Rupanya Ganesa pergi pagi-pagi sekali,Dinar baru menyadari setelah Yuni yang sudah sudah hadir di sana memberitahu."Ada pekerjaan mendesak yang harus Tuan selesaikan,jadi beliau berpesan untuk menemani dan mengantar Nyonya ke manapun akan pergi."

Dinar mengerucutkan bibirnya,entah perasaan apa yang saat ini dia rasakan.Setelah semalam sudah berhasil membuat pikirannya melayang ke mana-mana kini Ganesa pergi kerja begitu saja tanpa menemuinya terlebih dahulu.

"Apa anda baik-baik saja Nyonya?"Yuni melihat perubahan di wajah Dinar,"pagi ini wajah anda dan Tuan terlihat sama-sama kurang bersemangat."Lanjut Yuni sedikit penasaran.

"Panggil Dinar saja,karena saya tidak terbiasa di panggil Nyonya atau Ibu oleh orang yang usianya hampir sebaya."Dinar mengabaikan ucapan Yuni,dia memilih membahas hal lain karena merasa tidak nyaman.
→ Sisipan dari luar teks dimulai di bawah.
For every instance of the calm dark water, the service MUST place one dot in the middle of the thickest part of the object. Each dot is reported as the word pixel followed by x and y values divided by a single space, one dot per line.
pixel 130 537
Yuni paham akan maksud wanita yang kini telah menjadi istri Bosnya."Maka dari itu mulai sekarang harus terbiasa dengan panggilan itu,karena bila saya setuju sudah bisa di pastikan harus segera mencari pekerjaan lain."Jelasnya dengan sedikit senyum kikuk di bibirnya.

"Nyonya mungkin belum tau kalau hanya dengan anda saja Tuan bisa tersenyum tulus,jadi sudah bisa dipastikan peran anda sangat penting dalam kehidupan beliau."Lanjut Yuni dengan penuh keyakinan.

"Bukankah dia memiliki adik perempuan?sejak pertemuan kami kembali,saya tidak pernah melihat kehadiran adiknya.Sebenarnya saya ingin sekali bertanya langsung tapi..."

"Delima namanya dan dia tinggal di Singapur.Dalam setahun beliau hanya pulang dua atau tiga kali,lebih sering Tuan yang pergi menemui adik perempuannya."

Dinar mengangguk-angguk,lalu dia mengajak Yuni untuk menemaninya sarapan,tapi Yuni memilih hanya minum saja karena dia sudah melakukan dengan putranya.

"Tanyakanlah segala sesuatu apa yang ingin di ketahui pada Tuan Ganesa,jangan sungkan karena saya yakin beliau akan sangat senang bila anda yang melakukannya."

"Sepetinya kamu lebih mengetahui banyak tentang Ganesa dari pada aku,"

Yuni tersenyum mendengar ucapan wanita di hadapannya."Tentu saja tau karena Ibu selalu membawa saya ikut menemaninya bekerja di akhir pekan dan beliau tidak pernah tersenyum selama saya mengenalnya."